I. PERLINDUNGAN KERAHASIAAN INFORMASI WAJIB PAJAK DI NEGARA
LAIN
Untuk menilai kecukupa kerahasiaan data perpajakan di Indonesia dapat
dilakukan dengan membandingkan dengan implementasi di negara lain. Kerahasiaan
data perpajakan ternyata merupakan ketentuan yang berlaku universal. Pejabat institusi
perpajakan maupun institusi atau pejabat terkait mempunyai kewajiban untuk
melindungi seluruh data dan informasi berkaitan dengan WP. Beberapa ketentuan
perlindungan terhadap kerahasiaan WP yang ada di negara lain:
a) Seluruh surat pemberitahuan pajak (tax returns), data dan informasi yang
diperoleh selama proses administasi perpajakan termasuk pemeriksaan pajak
bersifat rahasia dan harus dilindung. Informasi tersebut meliputi tetapi tidak
terbatas atas informasi sumber penghasilan, laba-rugi, pengeluaran, aspek
operasional perusahaan, proses produksi dan proses bisnis, metode kerja,
advance pricing agreemen, dan dokumen korespondensi antara WP dan otoritas
perpajakan
b) Tanggung jawab dan kewajiban merahasiakan tidak hanya dibebankan kepada
petugas dan pejabat pajak. Kewajiban tersebut, d beberapa juridiksi, bahkan
juga tetap diterapkan kepada mereka ang telah pension atau berhenti sebagai
petugas pajak, dan setiap pihak yang berhak dan berwenang melakukan akses
ke data dan informasi wajib pajak
c) Adanya sanksi tindak pidana atas pelanggaran kerahasiaan bagi pejabat atau
petugas pajak dan pihak terkai yang mempunyai akses ancaman sanksi pidana
tersebut tidak hanya didasarkan atas adanya pengaduan dari WP atau pihak
yang kerahasiaannya dilanggar. Tindak pidana tersebut bukanlah delik aduan.
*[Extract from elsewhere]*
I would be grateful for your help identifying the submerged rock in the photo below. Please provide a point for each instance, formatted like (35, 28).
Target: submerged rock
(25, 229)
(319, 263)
Ancaman sanksi pidana juga cukup berat misalnya penjara maksimal tiga tahun
dan/atau denda uang.
d) Tindakan yang digolongkan tindakan pidana tidak sekedar tindakan
mengkomunikasikan atau menyebarluaskan data dan informasi. Adanya usaha
untuk mengkomunikasikan sudah digolongkan tindakan pidana. Demikian juga,
kelalaian membiarkan atau mengijinkan orang yang tidak berwenang untuk
mempunyai akses ke data dan informasi WP juga merupakan tindakan pidana
e) Adanya kontrol dan perkecualian kerahasiaan atau adanya otorisasi pembkaan
kerahasiaan dalam hal-hal tertentu misalnya akses kepada penegak hukum
dalam rangka pidana perpajakan. Ketentuan di SIngapura bahkan melarang
pemberian informasi ke pengadilan manapun kecuali dalam rangka penuntutan
tindak pidana berkaitan dengan pajak penghasilan WP yang bersangkutan.